Today, while I had absolutely nothing else to do, I turned the tv on to watch the news shows and flipped to MSNBC and caught Chris Matthews and his panel of three discussing the Tea Party movement. They were saying exactly what I have recently repudiated -- that the little people in south and midwest are angry at the big people in the NE or on the west coast. Matthews said something to the effect that they were angry and envious of the big shots getting all the money. The African-American panel member used the angle of Obama being the first black president and how this erupted pent-up racial tension. The others said something equally inane. None of them seemed to have a clue.
It's amazing how Washington D.C. insiders are insulated from the rest of the world. They circulate their ideas among one another and stay in this ignorant loop of prejudice and misunderstanding. Let's drop the name "Tea Party" and begin looking at this movement as opposition to our present government.

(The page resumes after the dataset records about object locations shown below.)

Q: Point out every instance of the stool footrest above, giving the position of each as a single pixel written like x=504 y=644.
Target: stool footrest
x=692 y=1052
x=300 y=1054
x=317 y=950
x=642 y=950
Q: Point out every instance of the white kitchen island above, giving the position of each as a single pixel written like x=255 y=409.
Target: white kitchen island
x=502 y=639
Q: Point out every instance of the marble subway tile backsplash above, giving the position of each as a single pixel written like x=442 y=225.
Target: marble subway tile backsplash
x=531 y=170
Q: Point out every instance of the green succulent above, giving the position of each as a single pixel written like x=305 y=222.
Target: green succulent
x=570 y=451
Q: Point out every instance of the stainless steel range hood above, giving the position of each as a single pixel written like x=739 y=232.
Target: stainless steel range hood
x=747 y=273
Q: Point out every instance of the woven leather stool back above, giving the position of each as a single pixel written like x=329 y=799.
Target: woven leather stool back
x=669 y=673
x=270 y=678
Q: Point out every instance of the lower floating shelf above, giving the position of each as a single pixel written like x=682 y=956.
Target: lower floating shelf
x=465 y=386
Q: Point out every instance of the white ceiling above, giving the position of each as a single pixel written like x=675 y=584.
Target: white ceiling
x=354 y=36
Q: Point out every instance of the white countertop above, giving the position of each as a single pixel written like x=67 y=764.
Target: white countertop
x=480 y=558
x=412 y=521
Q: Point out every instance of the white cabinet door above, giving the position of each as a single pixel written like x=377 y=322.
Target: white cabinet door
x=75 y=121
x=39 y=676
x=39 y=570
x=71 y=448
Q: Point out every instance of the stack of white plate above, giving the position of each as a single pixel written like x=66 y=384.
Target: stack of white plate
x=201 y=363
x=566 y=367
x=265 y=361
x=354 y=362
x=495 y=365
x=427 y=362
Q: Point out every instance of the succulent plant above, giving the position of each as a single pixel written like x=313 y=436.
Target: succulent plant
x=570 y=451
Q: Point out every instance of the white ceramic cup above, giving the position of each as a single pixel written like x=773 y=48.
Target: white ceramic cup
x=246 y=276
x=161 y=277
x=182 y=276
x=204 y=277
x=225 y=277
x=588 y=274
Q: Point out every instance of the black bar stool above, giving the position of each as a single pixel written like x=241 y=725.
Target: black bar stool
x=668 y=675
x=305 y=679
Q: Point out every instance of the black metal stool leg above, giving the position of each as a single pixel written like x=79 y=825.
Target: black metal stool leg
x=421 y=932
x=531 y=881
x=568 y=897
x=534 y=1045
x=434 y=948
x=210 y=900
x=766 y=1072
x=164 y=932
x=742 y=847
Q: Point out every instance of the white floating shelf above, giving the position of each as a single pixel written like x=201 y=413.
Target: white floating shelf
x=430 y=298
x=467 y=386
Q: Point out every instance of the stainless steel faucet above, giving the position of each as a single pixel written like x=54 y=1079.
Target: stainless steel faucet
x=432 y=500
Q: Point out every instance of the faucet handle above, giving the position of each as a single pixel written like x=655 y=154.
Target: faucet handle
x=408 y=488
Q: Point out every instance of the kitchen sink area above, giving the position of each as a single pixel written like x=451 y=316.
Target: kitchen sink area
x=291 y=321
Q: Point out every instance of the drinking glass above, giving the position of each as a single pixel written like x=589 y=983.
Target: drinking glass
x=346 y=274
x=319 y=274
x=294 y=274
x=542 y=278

Some of the displeasure started with Bush, and it exploded under the current Democrat controlled government. It has to do with government over-reach and misuse of our money. You can pick out any small faction of a large movement like this and conflate that faction to represent the whole movement, but if you do you develope a misunderstanding of its causes and its eventual effects. It's not a racist movement -- it's not a populist movement fueled by class envy -- it's not a redneck movement of bible-thumping zealots. It's a movement that is dissatisfied with both parties and wants representation that's trustworthy and responsive -- people simply don't want this much government in their lives and they don't want a government that controls the economy through power relationships with big corporations -- companies like Goldman Sachs.
I think Matthews knows better -- so I have to conclude, even though it's possible that Matthews is this dense, that the Washington D.C. explanations of the opposition are deliberate. They are attempting to marginalize the movement and dismiss it as angry, ignorant and irrelevant. This is a mistake -- it's wider and deeper and more diverse than they want to admit -- this threatens them.